In some embodiments, the phone-words layer 156B is configured to evaluate a report by identifying mnemonic phrases in the report, for example, by a phone-word model. In one example, a phone-word is a data unit replacing the number “2” by alphabetical letter “A”, “B”, or “C”. In some embodiments, the phone-words layer 246B is configured to identify and/or label data units as phone-word data units of interest in the report that are phone-words. In one embodiment, a phone-word is a data unit matching certain identifier format after replacing alphabetical characters with corresponding numbers. In some embodiments, the phone-words layer 246B is configured to identify and/or label data units as phone-word data units of interest in the report that are matches or threshold matches to phone-word-version records of interest. In some cases, the phone-words model is configured to covert the phone-words data unit to a regular identifier. For example, a phone-word model is configured to covert “1-800-ABC-DEFG” to “1-800-222-3334”. In some embodiments, the phone-words layer 246B is configured to evaluate a report related to the identified phone-word data units in the report, for example, how many phone-words phrases are found in the report, how many phone-words-version records of interest in the report. In one embodiment, the phone-words layer 246B is configured to evaluate each report in two dimensions, one is a percentage score and the other is an attention score.

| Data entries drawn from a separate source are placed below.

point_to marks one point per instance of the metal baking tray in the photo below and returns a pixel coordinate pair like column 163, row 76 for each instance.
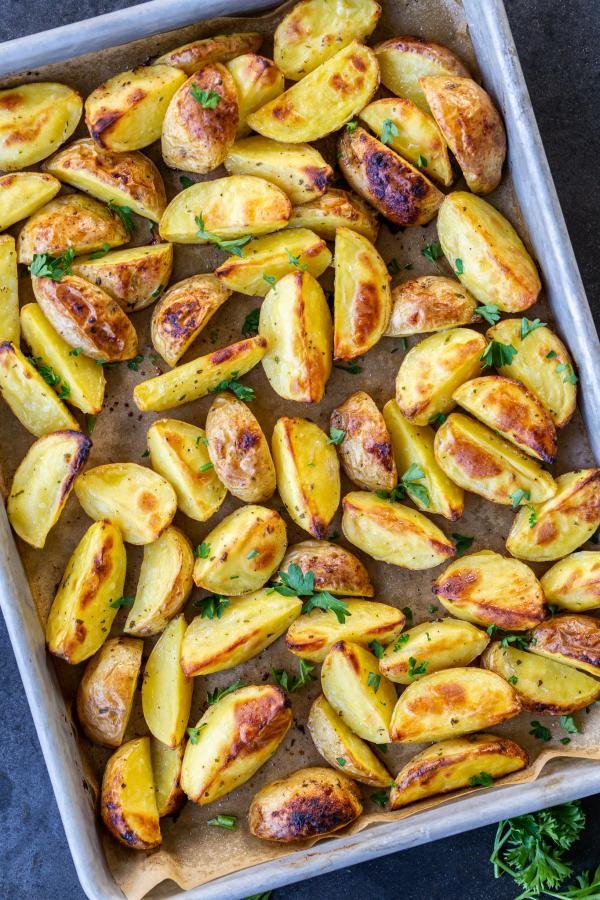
column 562, row 779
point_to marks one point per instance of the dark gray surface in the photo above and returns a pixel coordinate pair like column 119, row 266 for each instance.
column 559, row 49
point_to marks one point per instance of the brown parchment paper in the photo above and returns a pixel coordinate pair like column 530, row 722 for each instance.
column 192, row 852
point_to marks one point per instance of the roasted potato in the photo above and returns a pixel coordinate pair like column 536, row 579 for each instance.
column 360, row 696
column 43, row 482
column 543, row 364
column 200, row 376
column 362, row 298
column 393, row 533
column 296, row 323
column 33, row 402
column 308, row 474
column 264, row 261
column 201, row 121
column 433, row 369
column 126, row 112
column 398, row 190
column 486, row 253
column 238, row 450
column 430, row 303
column 81, row 614
column 244, row 550
column 166, row 691
column 226, row 208
column 241, row 628
column 413, row 445
column 106, row 690
column 542, row 685
column 86, row 318
column 326, row 98
column 452, row 764
column 556, row 527
column 472, row 127
column 451, row 703
column 128, row 799
column 34, row 120
column 165, row 582
column 136, row 499
column 234, row 738
column 127, row 179
column 313, row 634
column 482, row 462
column 489, row 589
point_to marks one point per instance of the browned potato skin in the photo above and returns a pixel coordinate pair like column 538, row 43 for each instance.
column 366, row 451
column 400, row 192
column 85, row 316
column 472, row 127
column 309, row 802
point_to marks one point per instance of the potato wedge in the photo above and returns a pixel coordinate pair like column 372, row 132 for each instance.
column 81, row 614
column 266, row 260
column 235, row 737
column 308, row 803
column 238, row 450
column 451, row 703
column 543, row 364
column 126, row 112
column 489, row 589
column 43, row 482
column 308, row 474
column 136, row 499
column 326, row 98
column 313, row 634
column 451, row 764
column 128, row 799
column 542, row 685
column 296, row 324
column 314, row 30
column 342, row 749
column 33, row 402
column 417, row 138
column 493, row 262
column 106, row 690
column 431, row 647
column 74, row 307
column 471, row 125
column 398, row 190
column 244, row 550
column 393, row 533
column 164, row 584
column 482, row 462
column 560, row 524
column 433, row 369
column 242, row 628
column 128, row 179
column 229, row 208
column 199, row 377
column 430, row 303
column 34, row 120
column 360, row 696
column 413, row 445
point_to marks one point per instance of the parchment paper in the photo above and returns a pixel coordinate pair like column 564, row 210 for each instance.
column 192, row 852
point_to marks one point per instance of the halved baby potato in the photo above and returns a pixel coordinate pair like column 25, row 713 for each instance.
column 43, row 482
column 451, row 703
column 136, row 499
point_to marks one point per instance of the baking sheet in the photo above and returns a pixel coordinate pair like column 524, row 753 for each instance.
column 179, row 856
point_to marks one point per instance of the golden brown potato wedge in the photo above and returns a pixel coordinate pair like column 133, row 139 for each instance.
column 455, row 763
column 106, row 690
column 451, row 703
column 43, row 482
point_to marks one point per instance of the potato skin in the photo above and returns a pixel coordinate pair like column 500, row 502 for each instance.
column 106, row 690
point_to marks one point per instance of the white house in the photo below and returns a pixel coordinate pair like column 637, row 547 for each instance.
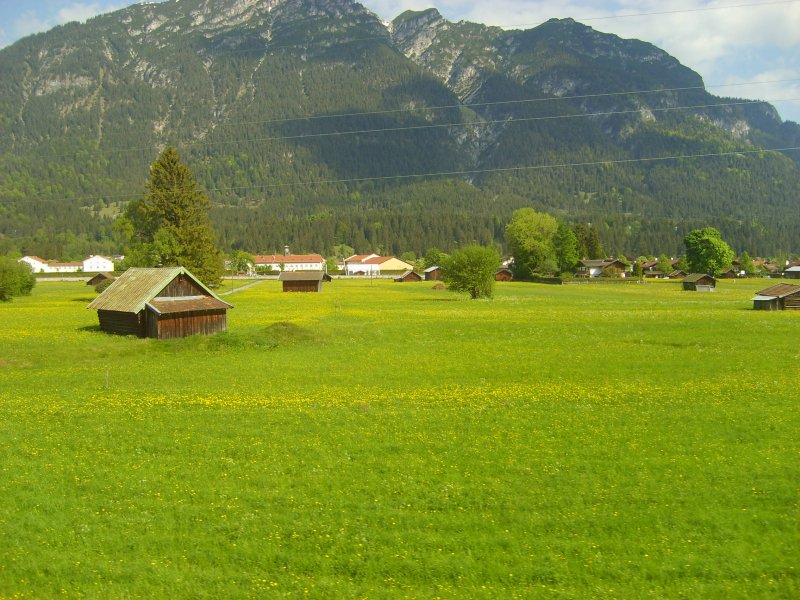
column 98, row 264
column 36, row 264
column 93, row 264
column 290, row 262
column 373, row 264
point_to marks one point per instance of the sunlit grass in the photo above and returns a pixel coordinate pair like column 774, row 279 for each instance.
column 391, row 440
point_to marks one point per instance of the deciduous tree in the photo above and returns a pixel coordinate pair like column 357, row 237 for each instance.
column 471, row 269
column 707, row 252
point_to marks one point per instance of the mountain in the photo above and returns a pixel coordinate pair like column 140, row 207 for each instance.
column 313, row 123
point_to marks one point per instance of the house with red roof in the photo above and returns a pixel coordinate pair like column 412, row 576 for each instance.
column 374, row 265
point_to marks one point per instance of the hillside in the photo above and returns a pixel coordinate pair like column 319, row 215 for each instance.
column 309, row 122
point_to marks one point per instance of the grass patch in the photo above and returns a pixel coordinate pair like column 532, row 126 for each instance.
column 574, row 441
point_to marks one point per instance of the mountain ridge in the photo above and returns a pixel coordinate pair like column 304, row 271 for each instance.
column 268, row 98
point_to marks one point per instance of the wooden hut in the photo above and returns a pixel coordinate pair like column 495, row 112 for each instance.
column 160, row 303
column 699, row 282
column 433, row 273
column 302, row 281
column 100, row 278
column 409, row 276
column 783, row 296
column 503, row 275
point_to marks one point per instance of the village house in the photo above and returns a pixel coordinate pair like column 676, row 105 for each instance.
column 93, row 264
column 289, row 262
column 303, row 281
column 699, row 282
column 598, row 267
column 374, row 265
column 783, row 296
column 433, row 273
column 409, row 276
column 160, row 303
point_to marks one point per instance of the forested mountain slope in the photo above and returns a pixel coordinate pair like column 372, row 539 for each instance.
column 312, row 123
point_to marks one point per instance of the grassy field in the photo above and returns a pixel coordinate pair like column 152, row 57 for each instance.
column 386, row 440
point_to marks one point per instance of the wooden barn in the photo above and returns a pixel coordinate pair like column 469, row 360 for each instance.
column 433, row 273
column 699, row 282
column 303, row 281
column 783, row 296
column 100, row 278
column 409, row 276
column 160, row 303
column 503, row 275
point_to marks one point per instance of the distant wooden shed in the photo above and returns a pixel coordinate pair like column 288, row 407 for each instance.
column 783, row 296
column 100, row 278
column 503, row 275
column 160, row 303
column 409, row 276
column 699, row 282
column 302, row 281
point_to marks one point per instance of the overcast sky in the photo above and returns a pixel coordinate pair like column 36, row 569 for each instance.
column 729, row 42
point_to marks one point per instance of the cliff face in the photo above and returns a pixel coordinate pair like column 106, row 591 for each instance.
column 263, row 96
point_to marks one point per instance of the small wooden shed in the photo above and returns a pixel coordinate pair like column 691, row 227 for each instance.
column 100, row 278
column 302, row 281
column 783, row 296
column 160, row 303
column 503, row 275
column 699, row 282
column 409, row 276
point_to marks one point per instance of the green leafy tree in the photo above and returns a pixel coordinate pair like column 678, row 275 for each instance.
column 665, row 264
column 433, row 257
column 707, row 252
column 170, row 225
column 747, row 265
column 241, row 261
column 16, row 279
column 565, row 244
column 471, row 269
column 530, row 238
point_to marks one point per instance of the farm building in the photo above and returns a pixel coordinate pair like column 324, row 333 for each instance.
column 600, row 267
column 503, row 275
column 433, row 273
column 100, row 278
column 303, row 281
column 409, row 276
column 783, row 296
column 699, row 282
column 160, row 303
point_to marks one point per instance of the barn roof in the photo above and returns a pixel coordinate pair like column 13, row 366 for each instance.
column 137, row 287
column 301, row 276
column 695, row 277
column 178, row 304
column 780, row 290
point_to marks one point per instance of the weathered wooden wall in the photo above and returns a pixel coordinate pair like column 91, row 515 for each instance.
column 123, row 323
column 175, row 325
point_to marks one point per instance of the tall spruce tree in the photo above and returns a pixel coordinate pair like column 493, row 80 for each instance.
column 170, row 225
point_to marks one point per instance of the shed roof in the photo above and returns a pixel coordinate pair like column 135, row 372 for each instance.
column 301, row 276
column 780, row 290
column 136, row 287
column 164, row 306
column 695, row 277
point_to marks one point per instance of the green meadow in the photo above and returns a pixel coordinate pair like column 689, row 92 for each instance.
column 384, row 440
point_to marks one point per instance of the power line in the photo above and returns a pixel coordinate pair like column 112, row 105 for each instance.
column 483, row 123
column 542, row 167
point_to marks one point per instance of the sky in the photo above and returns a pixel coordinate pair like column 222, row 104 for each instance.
column 741, row 48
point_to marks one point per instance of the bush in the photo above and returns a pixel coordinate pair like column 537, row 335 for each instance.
column 16, row 279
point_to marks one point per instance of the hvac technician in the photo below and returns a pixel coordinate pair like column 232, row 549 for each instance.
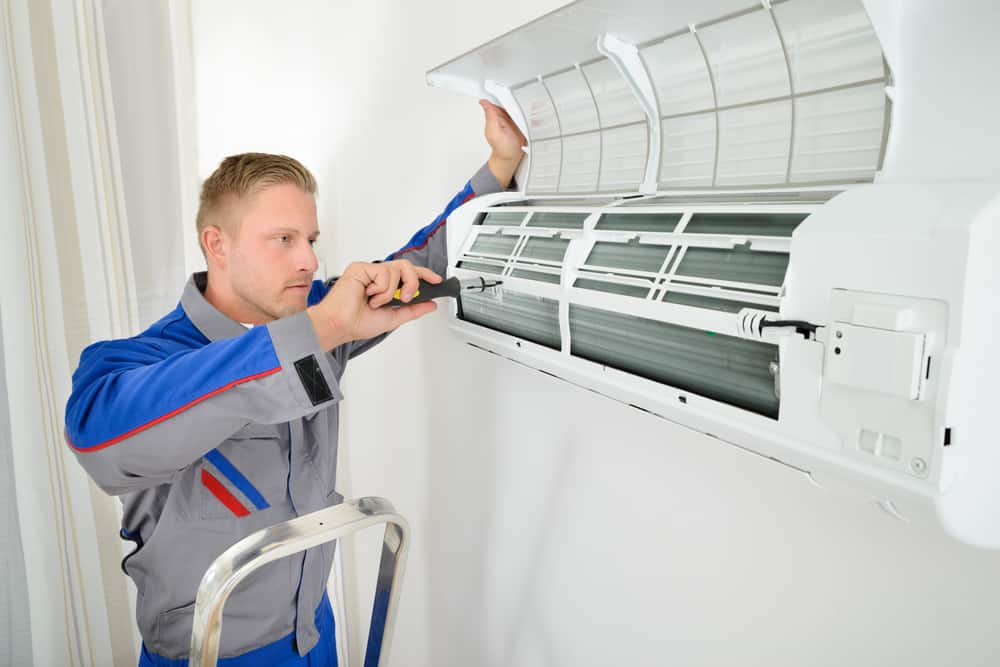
column 221, row 418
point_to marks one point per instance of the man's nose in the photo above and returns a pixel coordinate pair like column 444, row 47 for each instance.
column 306, row 259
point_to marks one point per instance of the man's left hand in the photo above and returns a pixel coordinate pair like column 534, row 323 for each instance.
column 505, row 140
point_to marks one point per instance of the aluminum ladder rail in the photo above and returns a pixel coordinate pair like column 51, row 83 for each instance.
column 290, row 537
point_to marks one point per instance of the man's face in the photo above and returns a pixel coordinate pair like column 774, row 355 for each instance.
column 271, row 260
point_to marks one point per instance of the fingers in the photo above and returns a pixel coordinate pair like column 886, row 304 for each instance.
column 385, row 280
column 427, row 275
column 402, row 275
column 410, row 281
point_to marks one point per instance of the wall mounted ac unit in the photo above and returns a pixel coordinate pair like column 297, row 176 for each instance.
column 735, row 216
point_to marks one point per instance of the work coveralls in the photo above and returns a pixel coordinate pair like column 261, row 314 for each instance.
column 209, row 431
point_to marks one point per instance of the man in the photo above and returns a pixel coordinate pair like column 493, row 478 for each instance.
column 221, row 418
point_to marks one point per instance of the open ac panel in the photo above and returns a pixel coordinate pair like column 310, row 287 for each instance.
column 698, row 169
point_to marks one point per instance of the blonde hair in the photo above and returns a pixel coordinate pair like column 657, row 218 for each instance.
column 239, row 176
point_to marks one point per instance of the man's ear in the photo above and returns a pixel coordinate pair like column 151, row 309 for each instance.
column 216, row 245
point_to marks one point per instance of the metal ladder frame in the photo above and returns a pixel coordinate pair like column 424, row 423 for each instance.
column 291, row 537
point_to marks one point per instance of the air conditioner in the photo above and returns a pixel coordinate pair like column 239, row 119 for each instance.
column 763, row 222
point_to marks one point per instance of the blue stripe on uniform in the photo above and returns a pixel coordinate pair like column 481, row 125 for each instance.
column 225, row 466
column 420, row 238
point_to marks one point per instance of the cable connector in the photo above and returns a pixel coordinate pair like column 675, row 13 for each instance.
column 754, row 324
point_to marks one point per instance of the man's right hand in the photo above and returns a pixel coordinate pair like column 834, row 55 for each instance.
column 352, row 309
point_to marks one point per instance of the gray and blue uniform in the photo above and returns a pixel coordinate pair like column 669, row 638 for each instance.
column 209, row 432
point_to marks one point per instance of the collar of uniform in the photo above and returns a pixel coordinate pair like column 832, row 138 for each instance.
column 212, row 323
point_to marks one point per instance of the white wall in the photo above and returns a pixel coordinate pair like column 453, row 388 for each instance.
column 552, row 526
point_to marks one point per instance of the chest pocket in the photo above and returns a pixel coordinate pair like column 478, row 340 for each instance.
column 247, row 473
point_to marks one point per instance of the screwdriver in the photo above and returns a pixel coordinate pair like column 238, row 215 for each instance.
column 452, row 287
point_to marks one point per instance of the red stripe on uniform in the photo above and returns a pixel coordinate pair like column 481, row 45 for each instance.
column 170, row 414
column 220, row 492
column 433, row 231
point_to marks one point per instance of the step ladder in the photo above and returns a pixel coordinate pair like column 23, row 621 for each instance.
column 290, row 537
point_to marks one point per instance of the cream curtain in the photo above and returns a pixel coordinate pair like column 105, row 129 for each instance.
column 94, row 184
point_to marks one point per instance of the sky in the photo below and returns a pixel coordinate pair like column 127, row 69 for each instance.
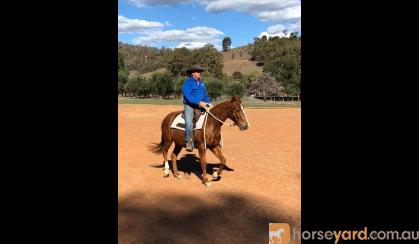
column 192, row 23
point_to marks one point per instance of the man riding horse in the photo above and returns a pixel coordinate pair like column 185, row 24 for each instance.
column 195, row 96
column 209, row 137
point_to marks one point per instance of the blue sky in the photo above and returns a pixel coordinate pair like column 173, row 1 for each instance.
column 192, row 24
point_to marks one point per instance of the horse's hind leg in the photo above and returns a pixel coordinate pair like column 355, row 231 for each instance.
column 217, row 152
column 174, row 155
column 202, row 156
column 166, row 147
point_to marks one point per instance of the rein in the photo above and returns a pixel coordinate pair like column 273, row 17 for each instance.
column 207, row 109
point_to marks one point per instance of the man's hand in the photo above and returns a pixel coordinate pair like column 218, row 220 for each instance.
column 202, row 104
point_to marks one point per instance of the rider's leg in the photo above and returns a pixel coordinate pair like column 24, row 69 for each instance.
column 188, row 112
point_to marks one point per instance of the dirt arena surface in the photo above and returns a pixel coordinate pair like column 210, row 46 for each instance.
column 260, row 185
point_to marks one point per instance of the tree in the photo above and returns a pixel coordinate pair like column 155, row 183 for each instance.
column 265, row 85
column 180, row 61
column 215, row 88
column 237, row 75
column 226, row 44
column 136, row 86
column 164, row 84
column 210, row 59
column 236, row 89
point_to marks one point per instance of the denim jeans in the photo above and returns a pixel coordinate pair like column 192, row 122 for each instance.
column 188, row 113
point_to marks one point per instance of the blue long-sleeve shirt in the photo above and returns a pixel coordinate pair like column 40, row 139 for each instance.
column 194, row 92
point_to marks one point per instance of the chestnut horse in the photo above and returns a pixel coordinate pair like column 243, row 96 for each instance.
column 230, row 109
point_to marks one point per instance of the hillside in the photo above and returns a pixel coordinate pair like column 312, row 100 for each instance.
column 238, row 59
column 146, row 60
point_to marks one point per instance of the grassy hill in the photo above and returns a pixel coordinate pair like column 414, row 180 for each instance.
column 238, row 59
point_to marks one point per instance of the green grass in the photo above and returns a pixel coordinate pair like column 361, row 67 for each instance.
column 247, row 102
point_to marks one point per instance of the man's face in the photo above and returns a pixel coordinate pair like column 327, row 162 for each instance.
column 196, row 74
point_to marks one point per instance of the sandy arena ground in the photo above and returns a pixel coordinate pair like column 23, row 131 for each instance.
column 261, row 185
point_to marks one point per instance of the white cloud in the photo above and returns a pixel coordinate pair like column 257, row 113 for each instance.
column 267, row 10
column 191, row 38
column 145, row 3
column 278, row 30
column 126, row 25
column 191, row 45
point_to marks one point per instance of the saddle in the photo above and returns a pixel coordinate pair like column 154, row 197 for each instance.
column 197, row 114
column 198, row 120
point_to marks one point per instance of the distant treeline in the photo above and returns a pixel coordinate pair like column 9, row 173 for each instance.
column 280, row 57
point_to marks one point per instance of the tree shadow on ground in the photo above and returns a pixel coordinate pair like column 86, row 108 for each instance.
column 231, row 218
column 191, row 164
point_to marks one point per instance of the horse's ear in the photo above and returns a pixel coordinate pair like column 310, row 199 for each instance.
column 235, row 99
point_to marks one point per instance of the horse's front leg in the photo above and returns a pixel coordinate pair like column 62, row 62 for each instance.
column 202, row 156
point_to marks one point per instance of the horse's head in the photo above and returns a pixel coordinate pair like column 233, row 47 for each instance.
column 237, row 114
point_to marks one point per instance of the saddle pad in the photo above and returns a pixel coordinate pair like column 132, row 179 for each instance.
column 180, row 120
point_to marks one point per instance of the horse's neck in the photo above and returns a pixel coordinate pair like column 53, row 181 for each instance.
column 220, row 113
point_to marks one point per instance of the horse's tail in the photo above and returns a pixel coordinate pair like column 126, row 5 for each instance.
column 157, row 148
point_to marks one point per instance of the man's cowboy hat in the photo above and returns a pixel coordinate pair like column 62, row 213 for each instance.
column 195, row 68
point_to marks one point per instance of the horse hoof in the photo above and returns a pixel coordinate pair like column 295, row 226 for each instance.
column 165, row 173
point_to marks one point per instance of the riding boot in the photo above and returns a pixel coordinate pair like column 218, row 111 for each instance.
column 189, row 146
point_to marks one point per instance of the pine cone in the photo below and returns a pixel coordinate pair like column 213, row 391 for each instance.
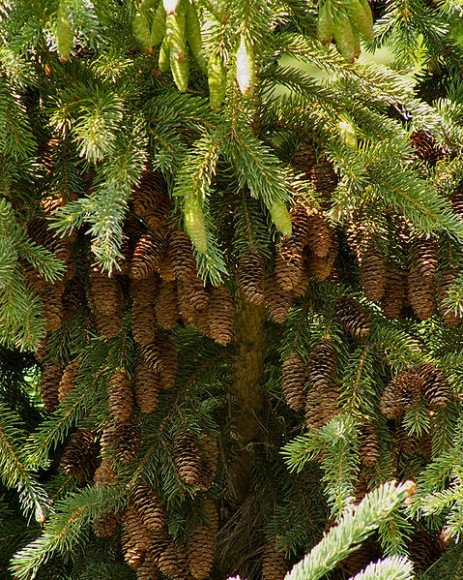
column 372, row 274
column 151, row 201
column 79, row 457
column 368, row 444
column 104, row 474
column 187, row 457
column 421, row 294
column 322, row 364
column 135, row 538
column 220, row 316
column 147, row 387
column 148, row 506
column 49, row 385
column 147, row 256
column 201, row 543
column 105, row 526
column 120, row 394
column 277, row 301
column 395, row 288
column 166, row 306
column 160, row 356
column 354, row 320
column 293, row 376
column 127, row 440
column 250, row 277
column 447, row 279
column 436, row 388
column 274, row 564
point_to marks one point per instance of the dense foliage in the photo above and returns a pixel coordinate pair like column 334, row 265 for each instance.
column 231, row 289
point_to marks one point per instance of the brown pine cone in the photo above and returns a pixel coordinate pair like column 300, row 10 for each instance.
column 395, row 288
column 148, row 506
column 250, row 277
column 293, row 377
column 49, row 385
column 274, row 563
column 188, row 458
column 127, row 440
column 201, row 543
column 166, row 307
column 353, row 318
column 80, row 456
column 120, row 395
column 147, row 387
column 105, row 526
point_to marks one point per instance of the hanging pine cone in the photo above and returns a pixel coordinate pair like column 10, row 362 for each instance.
column 135, row 538
column 147, row 256
column 104, row 474
column 187, row 457
column 49, row 385
column 274, row 564
column 293, row 377
column 127, row 440
column 322, row 364
column 151, row 201
column 148, row 506
column 105, row 526
column 120, row 396
column 277, row 301
column 421, row 294
column 161, row 357
column 219, row 317
column 436, row 388
column 372, row 273
column 353, row 318
column 201, row 543
column 395, row 288
column 79, row 457
column 448, row 315
column 250, row 277
column 147, row 387
column 166, row 307
column 368, row 444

In some embodiments, the phone-words layer 246B is configured to determine a percentage score based on the number of phone-word data units of interest identified in the report. In some embodiments, the phone-words layer 246B is configured to determine a percentage score based on the number of phone-word data units of interest identified in the report. In one embodiment, the phone-words layer 246B is configured to determine a percentage score as the number of phone-word data units of records of interest identified in the report and is divided by the total number of words in the report multiplied by 100 to yield the percentage score.
In some embodiments, the phone-words layer 246B is configured to determine an attention score by assigning each identified phone-word data units of interest in the report data with a point value (e.g., 1 point). In some embodiments, the report has an overall attention score assigned by the phone-words layer 246B based on the number of phone-word data units of interest identified in the report. In one embodiment, the overall attention score is a summation of the assigned point values to the report. In one embodiment, the overall attention score is a normalized summation of the assigned point values to the report. In one example, the normalized summation is assigned between a high attention score and a low attention score.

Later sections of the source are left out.